06Which has better value for the spec?

Dollar-for-dollar, the Grizl. Canyon's direct-to-consumer model lets the carbon CF 7 land at $3,399 with mechanical Shimano GRX 12-speed and DT Swiss alloy wheels. The closest carbon-frame Bianchi build, the Impulso Pro at $4,600, runs the same GRX 820 tier with Velomann carbon wheels — a $1,200 gap.

The trade is everything DTC implies: no local dealer for fitting, no test rides, and shipping cost on top of the listed price. For buyers who already know their fit and don't mind shipping a bike home in a box, that trade is worth it.

07Which is more comfortable on long days?

The Grizl, by design. The slacker head tube angle, taller stack, longer wheelbase, VCLS 2.0 seatpost, and high-volume tires all point at long-day comfort. Reviewers describe the position as 'ideal for long days in the saddle.'

The Impulso has a lower, more aggressive position with a stiffer frame — reviewers note it can feel 'a little harsher' on extended rough sections. It's not uncomfortable for race-pace efforts, but it's not the bike you reach for when the goal is to spend 12 hours in the saddle.

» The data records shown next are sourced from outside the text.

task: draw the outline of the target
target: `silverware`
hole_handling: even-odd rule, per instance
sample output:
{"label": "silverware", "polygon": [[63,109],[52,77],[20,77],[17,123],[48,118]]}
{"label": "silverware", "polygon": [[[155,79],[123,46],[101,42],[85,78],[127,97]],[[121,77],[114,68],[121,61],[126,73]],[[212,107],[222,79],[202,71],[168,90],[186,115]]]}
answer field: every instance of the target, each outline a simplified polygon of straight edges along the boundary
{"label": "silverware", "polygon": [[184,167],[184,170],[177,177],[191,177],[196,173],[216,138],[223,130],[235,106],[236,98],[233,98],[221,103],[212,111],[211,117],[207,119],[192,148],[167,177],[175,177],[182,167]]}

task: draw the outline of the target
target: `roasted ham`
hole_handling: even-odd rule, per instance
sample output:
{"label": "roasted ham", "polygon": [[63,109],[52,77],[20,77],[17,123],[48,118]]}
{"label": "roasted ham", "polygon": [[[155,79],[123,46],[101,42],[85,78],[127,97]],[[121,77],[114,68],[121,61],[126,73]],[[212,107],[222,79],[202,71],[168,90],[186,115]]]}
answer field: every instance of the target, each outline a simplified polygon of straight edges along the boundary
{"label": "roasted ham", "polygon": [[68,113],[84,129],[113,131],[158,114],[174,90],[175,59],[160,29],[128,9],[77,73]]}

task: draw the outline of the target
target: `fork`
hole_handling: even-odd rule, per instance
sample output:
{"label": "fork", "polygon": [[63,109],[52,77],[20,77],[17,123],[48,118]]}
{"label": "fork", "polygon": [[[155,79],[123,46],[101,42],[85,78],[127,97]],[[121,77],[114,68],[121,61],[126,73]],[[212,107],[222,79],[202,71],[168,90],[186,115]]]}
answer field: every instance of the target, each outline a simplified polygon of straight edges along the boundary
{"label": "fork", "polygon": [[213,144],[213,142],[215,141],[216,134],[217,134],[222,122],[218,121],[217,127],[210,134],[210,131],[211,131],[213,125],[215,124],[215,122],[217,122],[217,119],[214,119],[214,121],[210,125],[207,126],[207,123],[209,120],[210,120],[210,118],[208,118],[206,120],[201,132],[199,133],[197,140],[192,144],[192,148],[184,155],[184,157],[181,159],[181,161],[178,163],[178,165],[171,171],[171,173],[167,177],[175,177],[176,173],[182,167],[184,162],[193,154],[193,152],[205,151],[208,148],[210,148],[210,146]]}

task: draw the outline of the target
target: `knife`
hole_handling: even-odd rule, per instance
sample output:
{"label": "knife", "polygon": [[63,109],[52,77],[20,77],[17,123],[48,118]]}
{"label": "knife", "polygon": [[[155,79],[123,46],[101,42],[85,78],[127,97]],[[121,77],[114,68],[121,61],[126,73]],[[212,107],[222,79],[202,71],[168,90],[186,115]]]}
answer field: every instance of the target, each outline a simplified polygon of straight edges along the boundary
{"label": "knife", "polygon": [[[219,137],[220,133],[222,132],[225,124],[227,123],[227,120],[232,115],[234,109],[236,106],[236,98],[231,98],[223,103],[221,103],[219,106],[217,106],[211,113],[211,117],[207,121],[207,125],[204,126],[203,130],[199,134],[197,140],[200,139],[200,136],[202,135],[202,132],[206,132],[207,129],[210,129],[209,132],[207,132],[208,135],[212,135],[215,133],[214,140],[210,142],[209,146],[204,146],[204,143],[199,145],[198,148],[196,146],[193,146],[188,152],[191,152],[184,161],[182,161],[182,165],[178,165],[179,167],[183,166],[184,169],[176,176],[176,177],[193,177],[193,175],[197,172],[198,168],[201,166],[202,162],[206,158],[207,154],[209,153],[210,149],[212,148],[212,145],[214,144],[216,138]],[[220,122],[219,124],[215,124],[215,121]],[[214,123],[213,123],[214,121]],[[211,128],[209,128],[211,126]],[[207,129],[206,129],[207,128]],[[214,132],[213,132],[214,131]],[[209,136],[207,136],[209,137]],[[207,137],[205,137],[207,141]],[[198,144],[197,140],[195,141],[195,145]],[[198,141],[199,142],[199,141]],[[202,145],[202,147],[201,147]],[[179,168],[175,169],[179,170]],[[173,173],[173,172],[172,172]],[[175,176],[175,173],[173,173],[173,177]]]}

08Which has better aftermarket and dealer support?

The Bianchi sells through traditional dealers, which means in-person fitting, test rides, and a dealer to walk into when something goes wrong. Canyon is direct-to-consumer — the price is lower, but warranty work and adjustments happen by mail or through the (limited) Canyon US service network.

If you're new to gravel or unsure about fit, the dealer relationship has real value. If you've already owned a bike or two and know what fits, the Canyon savings are hard to argue with.